Майор был холостяком. Процессы развития у старых холостяков столь незначительны, что было бы преувеличением называть их процессами. Но я почувствовал, что поворотный момент наступил…

Майор Бандаков стал каждое утро заниматься гимнастикой. Заведующий столовой заметил, что майор перестал теперь есть суп. После гимнастики он снимал свой новый китель, взвешивался на поржавевших весах на складе полка, а потом с таким ожесточением начинал поднимать тяжелые гири, что в результате добивался уменьшения жира на животе граммов на сто. Когда майор освобождал от своей тяжести весы, они скрежетали и вздрагивали. Майор встал на путь осознания великой красоты жить для других. Исполненный непонятного возбуждения поздно проснувшегося честолюбия, он, сойдя с весов, надевал китель, который ему чинно подавал кладовщик, и, насвистывая, начинал застегивать металлические пуговицы.

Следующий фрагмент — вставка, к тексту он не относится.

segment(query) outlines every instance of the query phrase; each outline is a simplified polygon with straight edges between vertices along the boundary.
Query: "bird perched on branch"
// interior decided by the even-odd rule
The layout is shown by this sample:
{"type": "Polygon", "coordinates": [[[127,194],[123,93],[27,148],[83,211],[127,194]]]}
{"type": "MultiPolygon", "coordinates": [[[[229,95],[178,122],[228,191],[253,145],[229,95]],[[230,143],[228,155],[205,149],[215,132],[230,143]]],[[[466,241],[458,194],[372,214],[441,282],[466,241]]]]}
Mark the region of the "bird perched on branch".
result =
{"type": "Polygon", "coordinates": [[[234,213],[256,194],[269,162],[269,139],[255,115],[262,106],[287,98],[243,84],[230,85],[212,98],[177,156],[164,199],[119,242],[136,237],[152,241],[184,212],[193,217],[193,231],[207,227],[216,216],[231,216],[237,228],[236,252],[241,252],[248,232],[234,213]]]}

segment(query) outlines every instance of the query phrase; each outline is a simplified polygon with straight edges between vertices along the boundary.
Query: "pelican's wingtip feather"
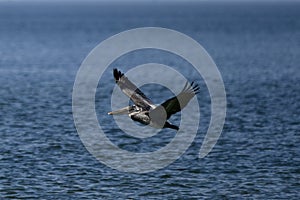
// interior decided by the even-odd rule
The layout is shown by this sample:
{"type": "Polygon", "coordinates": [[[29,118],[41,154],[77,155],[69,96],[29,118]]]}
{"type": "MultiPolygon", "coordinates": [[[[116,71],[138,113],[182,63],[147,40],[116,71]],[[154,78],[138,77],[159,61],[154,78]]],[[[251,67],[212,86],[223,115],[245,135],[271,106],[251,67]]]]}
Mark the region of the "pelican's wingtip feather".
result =
{"type": "Polygon", "coordinates": [[[124,74],[121,71],[119,71],[117,68],[114,68],[114,78],[116,81],[119,81],[123,75],[124,74]]]}
{"type": "Polygon", "coordinates": [[[200,87],[197,83],[195,83],[194,81],[191,82],[191,84],[188,84],[188,82],[186,82],[185,86],[183,87],[183,92],[193,92],[195,94],[198,94],[200,90],[200,87]]]}

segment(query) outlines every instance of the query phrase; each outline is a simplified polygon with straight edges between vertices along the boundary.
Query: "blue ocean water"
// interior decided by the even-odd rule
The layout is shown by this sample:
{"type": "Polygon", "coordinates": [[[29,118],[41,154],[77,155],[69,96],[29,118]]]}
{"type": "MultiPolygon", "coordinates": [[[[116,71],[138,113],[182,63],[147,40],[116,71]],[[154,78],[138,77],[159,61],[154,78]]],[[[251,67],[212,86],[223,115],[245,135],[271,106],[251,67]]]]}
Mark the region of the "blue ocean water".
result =
{"type": "MultiPolygon", "coordinates": [[[[299,11],[299,3],[0,2],[0,197],[298,199],[299,11]],[[72,88],[97,44],[145,26],[174,29],[202,44],[222,74],[228,102],[217,145],[199,159],[210,120],[209,94],[199,80],[203,108],[193,144],[168,167],[140,175],[113,170],[88,153],[73,122],[72,88]]],[[[124,149],[153,150],[174,136],[168,131],[145,146],[106,115],[113,67],[159,62],[191,74],[183,60],[159,55],[142,51],[120,58],[96,94],[98,118],[124,149]]],[[[151,95],[160,103],[170,93],[151,95]]]]}

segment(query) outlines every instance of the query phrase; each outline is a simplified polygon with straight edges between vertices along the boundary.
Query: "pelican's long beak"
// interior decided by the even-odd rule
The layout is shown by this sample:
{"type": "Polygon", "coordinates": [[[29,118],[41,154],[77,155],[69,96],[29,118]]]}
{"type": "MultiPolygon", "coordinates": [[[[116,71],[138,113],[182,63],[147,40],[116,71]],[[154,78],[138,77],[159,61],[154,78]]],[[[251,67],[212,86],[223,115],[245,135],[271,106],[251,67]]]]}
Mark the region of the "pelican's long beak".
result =
{"type": "Polygon", "coordinates": [[[109,112],[107,114],[109,114],[109,115],[124,115],[124,114],[128,114],[129,108],[130,108],[130,106],[127,106],[125,108],[121,108],[120,110],[111,111],[111,112],[109,112]]]}

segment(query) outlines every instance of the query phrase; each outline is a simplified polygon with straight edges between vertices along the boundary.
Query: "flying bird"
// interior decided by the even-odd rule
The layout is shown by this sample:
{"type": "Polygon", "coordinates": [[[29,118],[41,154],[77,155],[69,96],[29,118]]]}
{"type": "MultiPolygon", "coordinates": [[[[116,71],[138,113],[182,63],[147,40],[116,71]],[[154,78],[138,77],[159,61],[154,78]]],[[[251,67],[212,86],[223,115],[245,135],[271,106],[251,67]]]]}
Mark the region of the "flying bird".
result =
{"type": "Polygon", "coordinates": [[[117,85],[127,95],[134,105],[120,110],[109,112],[109,115],[128,114],[129,117],[144,125],[154,128],[171,128],[179,130],[179,127],[171,124],[168,119],[175,113],[181,111],[189,101],[199,92],[197,84],[186,82],[183,90],[177,95],[166,100],[161,105],[155,105],[138,89],[121,71],[113,70],[117,85]]]}

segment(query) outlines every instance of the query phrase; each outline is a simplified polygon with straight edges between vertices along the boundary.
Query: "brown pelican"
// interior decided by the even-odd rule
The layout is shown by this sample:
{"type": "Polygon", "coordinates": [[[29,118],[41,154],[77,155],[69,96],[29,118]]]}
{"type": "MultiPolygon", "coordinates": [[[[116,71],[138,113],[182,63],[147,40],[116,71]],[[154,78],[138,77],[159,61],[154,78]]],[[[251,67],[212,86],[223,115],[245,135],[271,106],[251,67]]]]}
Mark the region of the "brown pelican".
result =
{"type": "Polygon", "coordinates": [[[121,71],[114,69],[113,75],[117,85],[133,101],[134,105],[109,112],[108,114],[128,114],[132,120],[154,128],[172,128],[178,130],[178,126],[171,124],[167,120],[171,115],[181,111],[199,91],[197,84],[194,84],[194,82],[188,84],[187,82],[177,96],[156,106],[121,71]]]}

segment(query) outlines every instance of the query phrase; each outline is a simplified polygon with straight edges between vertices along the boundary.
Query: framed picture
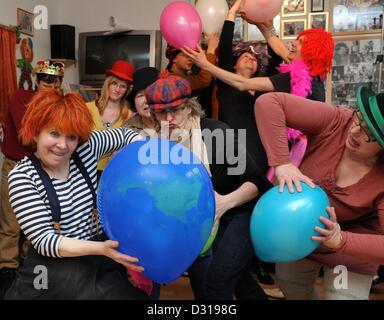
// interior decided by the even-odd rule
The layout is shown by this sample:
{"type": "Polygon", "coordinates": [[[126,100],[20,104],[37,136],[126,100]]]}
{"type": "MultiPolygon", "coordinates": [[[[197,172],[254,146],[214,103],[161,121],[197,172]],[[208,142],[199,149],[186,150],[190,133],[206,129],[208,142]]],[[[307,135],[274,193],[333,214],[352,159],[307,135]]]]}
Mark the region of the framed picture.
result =
{"type": "MultiPolygon", "coordinates": [[[[278,35],[280,35],[280,15],[277,15],[273,18],[273,27],[278,35]]],[[[259,28],[254,24],[245,23],[244,33],[247,36],[246,40],[265,40],[263,34],[260,32],[259,28]]],[[[245,38],[245,37],[244,37],[245,38]]]]}
{"type": "Polygon", "coordinates": [[[311,11],[312,12],[324,11],[324,0],[311,0],[311,11]]]}
{"type": "Polygon", "coordinates": [[[333,0],[331,5],[334,33],[381,32],[384,0],[333,0]]]}
{"type": "Polygon", "coordinates": [[[349,37],[335,40],[332,61],[332,98],[336,105],[355,107],[355,90],[359,85],[372,87],[378,85],[378,64],[380,54],[380,38],[349,37]]]}
{"type": "Polygon", "coordinates": [[[307,19],[294,19],[281,21],[280,33],[282,39],[295,39],[298,34],[306,29],[307,19]]]}
{"type": "Polygon", "coordinates": [[[25,11],[23,9],[17,8],[17,26],[20,28],[20,32],[33,36],[33,19],[34,14],[32,12],[25,11]]]}
{"type": "Polygon", "coordinates": [[[284,0],[281,7],[281,16],[301,16],[307,14],[306,0],[284,0]]]}
{"type": "Polygon", "coordinates": [[[310,13],[308,19],[308,29],[322,28],[328,31],[328,12],[310,13]]]}
{"type": "Polygon", "coordinates": [[[237,16],[235,19],[235,30],[233,32],[233,41],[244,40],[244,20],[241,16],[237,16]]]}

Как раз в эти дни я со всем неприличием своей молодости напомнил ему о взглядах французов на коварную роль женщины в наших житейских страданиях. Он выслушал меня хладнокровно. Озарение влюбленности светилось на его выбритых до синевы щеках. Это озарение предшествует половине всех смелых дел. И откровение — тоже смелость. Не думая о том, что его могут услышать любопытные уши, майор признался, что раньше не запоминал снов, а сейчас его каждую ночь преследует один и тот же сон: повар полка Георгий мешает огромным черпаком солдатскую похлебку, над котлом начинает подниматься пар, а из пара, точно как на иконе «Вознесение Христа», появляется Глафира. Она ступает своей маленькой ножкой по краю котла и говорит одуревшему от любви майору:

— Богородица я, земля разверзается у меня под ногами, но глаза мои устремлены к небесам…

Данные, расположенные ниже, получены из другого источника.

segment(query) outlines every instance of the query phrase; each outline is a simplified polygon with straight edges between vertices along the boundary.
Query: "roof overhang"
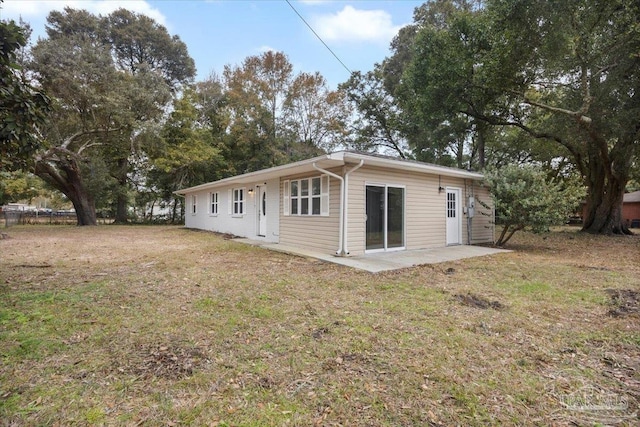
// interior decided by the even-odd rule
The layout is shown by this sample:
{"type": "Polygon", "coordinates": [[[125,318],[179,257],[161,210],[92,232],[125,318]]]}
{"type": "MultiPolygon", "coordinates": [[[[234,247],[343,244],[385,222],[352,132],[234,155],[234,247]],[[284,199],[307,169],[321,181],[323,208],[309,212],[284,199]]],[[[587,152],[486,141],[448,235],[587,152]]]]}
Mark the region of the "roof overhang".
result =
{"type": "Polygon", "coordinates": [[[623,203],[637,203],[640,202],[640,191],[634,191],[626,193],[622,199],[623,203]]]}
{"type": "Polygon", "coordinates": [[[257,182],[268,181],[283,176],[314,172],[316,171],[314,164],[322,169],[331,169],[345,165],[358,164],[361,160],[364,161],[364,166],[374,166],[380,168],[404,170],[471,180],[482,180],[484,178],[484,176],[480,173],[469,172],[462,169],[437,166],[429,163],[410,160],[394,159],[391,157],[354,153],[350,151],[338,151],[307,160],[301,160],[299,162],[288,163],[282,166],[275,166],[269,169],[249,172],[242,175],[224,178],[218,181],[208,182],[206,184],[196,185],[195,187],[184,188],[182,190],[176,191],[175,194],[185,195],[187,193],[211,190],[227,185],[254,184],[257,182]]]}

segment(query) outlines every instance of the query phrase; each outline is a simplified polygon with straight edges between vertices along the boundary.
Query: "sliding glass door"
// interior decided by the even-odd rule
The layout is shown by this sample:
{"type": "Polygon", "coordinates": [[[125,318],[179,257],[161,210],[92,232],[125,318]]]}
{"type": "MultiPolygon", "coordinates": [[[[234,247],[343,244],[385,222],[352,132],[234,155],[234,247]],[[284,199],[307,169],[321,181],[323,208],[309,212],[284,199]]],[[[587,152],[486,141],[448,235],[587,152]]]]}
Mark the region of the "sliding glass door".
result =
{"type": "Polygon", "coordinates": [[[366,187],[366,250],[403,248],[404,188],[366,187]]]}

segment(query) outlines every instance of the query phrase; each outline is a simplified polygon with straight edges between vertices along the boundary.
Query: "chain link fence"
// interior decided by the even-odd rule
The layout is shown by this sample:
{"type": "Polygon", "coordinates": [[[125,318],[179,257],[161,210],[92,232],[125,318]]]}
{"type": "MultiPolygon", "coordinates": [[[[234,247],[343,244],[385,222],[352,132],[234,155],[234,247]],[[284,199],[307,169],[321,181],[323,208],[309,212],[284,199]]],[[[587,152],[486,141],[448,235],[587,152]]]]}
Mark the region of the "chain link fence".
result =
{"type": "Polygon", "coordinates": [[[22,211],[17,209],[3,209],[0,218],[4,220],[4,227],[27,224],[76,224],[78,218],[73,211],[22,211]]]}

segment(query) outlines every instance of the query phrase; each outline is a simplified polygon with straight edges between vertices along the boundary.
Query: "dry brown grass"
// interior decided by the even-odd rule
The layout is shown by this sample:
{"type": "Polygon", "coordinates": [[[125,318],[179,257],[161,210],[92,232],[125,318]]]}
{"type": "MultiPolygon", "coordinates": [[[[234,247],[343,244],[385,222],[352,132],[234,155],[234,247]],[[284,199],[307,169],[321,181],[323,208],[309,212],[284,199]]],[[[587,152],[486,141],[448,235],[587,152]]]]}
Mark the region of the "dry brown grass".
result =
{"type": "Polygon", "coordinates": [[[639,236],[370,274],[178,227],[4,232],[0,425],[640,421],[639,236]]]}

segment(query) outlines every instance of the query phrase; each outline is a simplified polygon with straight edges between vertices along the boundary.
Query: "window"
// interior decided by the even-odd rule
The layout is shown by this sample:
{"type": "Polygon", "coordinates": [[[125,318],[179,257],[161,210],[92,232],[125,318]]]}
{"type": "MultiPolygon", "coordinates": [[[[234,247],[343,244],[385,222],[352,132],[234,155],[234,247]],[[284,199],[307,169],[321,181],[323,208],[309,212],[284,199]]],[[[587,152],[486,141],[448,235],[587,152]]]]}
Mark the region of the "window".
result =
{"type": "Polygon", "coordinates": [[[244,188],[233,189],[233,215],[244,215],[244,188]]]}
{"type": "Polygon", "coordinates": [[[298,185],[300,181],[291,181],[291,215],[298,215],[298,205],[300,197],[298,194],[298,185]]]}
{"type": "Polygon", "coordinates": [[[191,213],[196,214],[198,211],[198,196],[195,194],[191,195],[191,213]]]}
{"type": "Polygon", "coordinates": [[[456,217],[456,193],[447,193],[447,218],[456,217]]]}
{"type": "Polygon", "coordinates": [[[218,215],[218,193],[211,193],[211,215],[218,215]]]}
{"type": "Polygon", "coordinates": [[[329,177],[284,182],[285,215],[329,215],[329,177]]]}

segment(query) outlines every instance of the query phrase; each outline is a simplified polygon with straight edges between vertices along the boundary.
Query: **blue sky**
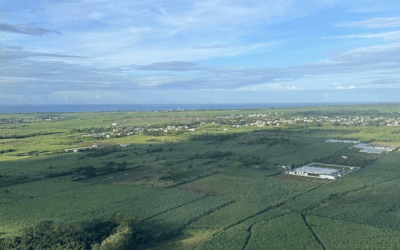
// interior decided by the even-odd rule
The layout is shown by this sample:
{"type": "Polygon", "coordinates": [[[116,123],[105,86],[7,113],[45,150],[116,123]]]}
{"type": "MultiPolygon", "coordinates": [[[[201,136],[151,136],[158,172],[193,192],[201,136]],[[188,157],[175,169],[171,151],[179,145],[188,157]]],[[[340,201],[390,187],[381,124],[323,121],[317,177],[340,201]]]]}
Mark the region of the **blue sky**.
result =
{"type": "Polygon", "coordinates": [[[400,102],[398,1],[0,0],[1,104],[400,102]]]}

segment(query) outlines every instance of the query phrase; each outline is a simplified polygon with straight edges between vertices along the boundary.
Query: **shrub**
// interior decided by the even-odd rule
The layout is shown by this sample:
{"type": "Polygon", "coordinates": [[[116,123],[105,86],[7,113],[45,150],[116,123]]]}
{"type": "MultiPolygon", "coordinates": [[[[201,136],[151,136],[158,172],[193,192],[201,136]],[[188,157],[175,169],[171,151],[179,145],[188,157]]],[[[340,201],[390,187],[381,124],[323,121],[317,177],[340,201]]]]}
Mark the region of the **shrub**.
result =
{"type": "Polygon", "coordinates": [[[0,240],[0,249],[133,249],[151,240],[137,227],[135,218],[112,215],[104,221],[55,224],[42,221],[35,227],[23,228],[18,236],[0,240]],[[58,248],[57,248],[58,247],[58,248]]]}

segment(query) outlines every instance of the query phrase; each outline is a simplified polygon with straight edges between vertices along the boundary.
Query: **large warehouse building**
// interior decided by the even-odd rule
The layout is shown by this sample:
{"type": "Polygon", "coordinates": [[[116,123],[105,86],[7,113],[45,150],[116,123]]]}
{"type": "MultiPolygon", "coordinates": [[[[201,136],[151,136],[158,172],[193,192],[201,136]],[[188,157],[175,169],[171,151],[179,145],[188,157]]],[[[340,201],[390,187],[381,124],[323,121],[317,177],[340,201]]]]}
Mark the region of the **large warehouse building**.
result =
{"type": "Polygon", "coordinates": [[[333,168],[313,167],[311,164],[309,164],[291,170],[289,171],[289,174],[335,180],[338,177],[339,170],[333,168]]]}

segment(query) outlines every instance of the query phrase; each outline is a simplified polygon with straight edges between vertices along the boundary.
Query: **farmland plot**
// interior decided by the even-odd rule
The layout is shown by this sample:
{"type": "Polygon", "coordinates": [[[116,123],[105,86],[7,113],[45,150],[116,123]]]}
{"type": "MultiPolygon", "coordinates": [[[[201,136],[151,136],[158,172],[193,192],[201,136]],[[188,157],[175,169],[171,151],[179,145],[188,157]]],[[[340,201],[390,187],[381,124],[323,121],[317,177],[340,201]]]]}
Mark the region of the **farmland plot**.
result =
{"type": "Polygon", "coordinates": [[[244,249],[322,249],[298,214],[254,224],[244,249]]]}
{"type": "Polygon", "coordinates": [[[307,216],[326,249],[398,249],[400,232],[358,223],[307,216]]]}
{"type": "Polygon", "coordinates": [[[308,185],[312,185],[312,186],[324,186],[324,185],[328,185],[328,184],[331,184],[332,182],[334,182],[333,180],[310,178],[310,177],[296,176],[296,175],[290,175],[290,174],[280,174],[280,175],[274,176],[274,178],[277,180],[304,183],[304,184],[308,184],[308,185]]]}
{"type": "Polygon", "coordinates": [[[267,222],[285,214],[286,213],[282,210],[270,210],[260,215],[249,218],[237,225],[233,225],[232,227],[221,231],[211,240],[202,244],[199,247],[199,250],[243,249],[249,239],[249,227],[257,222],[267,222]]]}
{"type": "Polygon", "coordinates": [[[336,220],[400,229],[400,180],[331,197],[310,214],[336,220]]]}
{"type": "MultiPolygon", "coordinates": [[[[200,218],[212,214],[221,208],[229,207],[234,201],[223,198],[204,197],[183,206],[152,216],[141,222],[143,227],[152,228],[155,235],[168,235],[177,232],[200,218]]],[[[211,225],[209,225],[211,226],[211,225]]]]}
{"type": "Polygon", "coordinates": [[[317,143],[303,147],[294,153],[290,153],[276,158],[271,158],[269,159],[269,161],[284,165],[290,165],[290,164],[299,165],[306,162],[311,162],[314,159],[330,156],[336,151],[339,151],[348,146],[349,145],[346,143],[324,143],[324,142],[317,143]]]}
{"type": "MultiPolygon", "coordinates": [[[[30,186],[21,184],[20,194],[33,194],[30,186]],[[26,189],[26,191],[21,191],[26,189]]],[[[14,233],[21,227],[34,226],[43,220],[71,222],[88,220],[112,213],[137,217],[139,220],[162,211],[190,203],[204,195],[174,189],[152,189],[131,186],[82,185],[3,204],[0,207],[0,231],[14,233]]]]}
{"type": "Polygon", "coordinates": [[[236,202],[209,216],[205,216],[193,225],[213,225],[217,228],[226,228],[313,188],[306,184],[282,182],[273,178],[256,178],[247,184],[220,195],[220,197],[235,200],[236,202]]]}
{"type": "Polygon", "coordinates": [[[237,188],[238,186],[249,181],[251,181],[249,178],[242,176],[216,174],[180,185],[176,188],[185,191],[217,196],[226,191],[237,188]]]}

Майор Бандаков смотрит на небо и ничего там не видит, а когда опять начинает глядеть на Глафиру, она медленно исчезает в похлебке вместе с поваром…

— Зачем, — говорю я ему, — ты оскверняешь эту девушку похлебкой Георгия? Уведи ее куда-нибудь подальше от интендантского полка, дай ей в руки красные розы Аязма, угости вином Арагоны, вспомни стихи Дебелянова: «Хочу тебя я помнить все такой!..» Но если Глафира узнает, что ты видишь ее идущей по краю полкового котла!..

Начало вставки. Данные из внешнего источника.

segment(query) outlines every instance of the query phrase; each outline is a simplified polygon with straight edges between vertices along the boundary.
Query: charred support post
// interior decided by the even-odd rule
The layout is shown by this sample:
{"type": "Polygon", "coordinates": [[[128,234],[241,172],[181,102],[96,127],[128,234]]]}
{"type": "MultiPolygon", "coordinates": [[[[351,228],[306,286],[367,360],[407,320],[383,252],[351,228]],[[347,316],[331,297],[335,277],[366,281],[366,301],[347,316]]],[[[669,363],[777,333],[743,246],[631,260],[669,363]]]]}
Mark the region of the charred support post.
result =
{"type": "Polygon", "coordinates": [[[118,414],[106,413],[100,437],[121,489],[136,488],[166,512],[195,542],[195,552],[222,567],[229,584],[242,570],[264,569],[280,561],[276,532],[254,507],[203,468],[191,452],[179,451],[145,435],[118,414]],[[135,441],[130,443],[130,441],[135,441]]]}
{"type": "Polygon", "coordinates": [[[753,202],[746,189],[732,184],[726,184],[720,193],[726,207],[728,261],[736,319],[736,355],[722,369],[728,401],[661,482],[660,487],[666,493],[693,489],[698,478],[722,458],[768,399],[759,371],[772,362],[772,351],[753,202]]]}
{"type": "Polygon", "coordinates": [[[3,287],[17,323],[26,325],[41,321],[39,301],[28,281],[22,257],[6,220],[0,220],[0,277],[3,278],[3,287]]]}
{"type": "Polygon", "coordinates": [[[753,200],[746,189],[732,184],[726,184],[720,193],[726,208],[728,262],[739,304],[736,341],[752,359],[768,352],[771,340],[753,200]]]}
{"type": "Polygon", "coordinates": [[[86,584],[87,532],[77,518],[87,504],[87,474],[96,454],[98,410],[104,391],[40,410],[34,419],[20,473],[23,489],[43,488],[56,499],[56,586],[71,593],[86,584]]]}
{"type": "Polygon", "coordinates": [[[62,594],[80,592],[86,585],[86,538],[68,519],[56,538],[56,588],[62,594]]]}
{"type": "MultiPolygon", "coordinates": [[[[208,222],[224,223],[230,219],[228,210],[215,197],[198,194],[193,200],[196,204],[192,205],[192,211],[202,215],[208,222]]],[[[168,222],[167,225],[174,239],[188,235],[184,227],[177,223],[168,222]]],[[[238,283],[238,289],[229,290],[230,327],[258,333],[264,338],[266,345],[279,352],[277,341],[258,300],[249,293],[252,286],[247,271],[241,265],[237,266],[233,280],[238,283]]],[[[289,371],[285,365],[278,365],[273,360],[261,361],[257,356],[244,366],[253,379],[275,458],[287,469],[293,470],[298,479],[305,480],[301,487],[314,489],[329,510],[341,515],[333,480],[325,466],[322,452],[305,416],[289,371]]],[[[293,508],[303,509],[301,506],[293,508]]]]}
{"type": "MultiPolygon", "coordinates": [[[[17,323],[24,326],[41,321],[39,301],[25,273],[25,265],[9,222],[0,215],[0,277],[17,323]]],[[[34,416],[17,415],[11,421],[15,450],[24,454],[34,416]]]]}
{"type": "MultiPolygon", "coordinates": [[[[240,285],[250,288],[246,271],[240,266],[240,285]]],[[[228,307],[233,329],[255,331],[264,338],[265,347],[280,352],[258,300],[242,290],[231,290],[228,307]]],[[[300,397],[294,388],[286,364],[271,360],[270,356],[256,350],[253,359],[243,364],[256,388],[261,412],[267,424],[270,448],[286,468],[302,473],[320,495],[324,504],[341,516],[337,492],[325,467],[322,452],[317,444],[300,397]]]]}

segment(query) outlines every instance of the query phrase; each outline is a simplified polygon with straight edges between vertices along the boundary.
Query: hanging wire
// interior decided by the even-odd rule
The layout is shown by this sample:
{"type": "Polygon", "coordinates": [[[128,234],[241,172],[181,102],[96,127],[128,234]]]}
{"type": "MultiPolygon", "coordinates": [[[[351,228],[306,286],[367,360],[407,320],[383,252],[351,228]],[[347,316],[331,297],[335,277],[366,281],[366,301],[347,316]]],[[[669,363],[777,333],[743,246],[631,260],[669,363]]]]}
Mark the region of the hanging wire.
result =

Майор заразительно хохочет, его лицо наливается кровью.

— И-го-го!.. А как я понесу через весь город эти розы? Как мне выдавить из себя: «Хочу тебя я помнить все такой»? Брось ты эти штучки-дрючки… Женщины прячут жажду жизни за сказками о душе…

Полк выступил на занятия недалеко от Чирпана. Подразделения шли через виноградники, и штаб переехал на новое место. Глафира осталась возле зеленых штабных сундуков ждать телегу, майор Бандаков — при интендантстве, я — при двух прыщавых фельдфебелях-курсантах, которых объявил художниками. После занятий мою работу будут оценивать по числу выпущенных стенгазет, поэтому курсанты рисуют стенгазеты по штуке на каждую роту.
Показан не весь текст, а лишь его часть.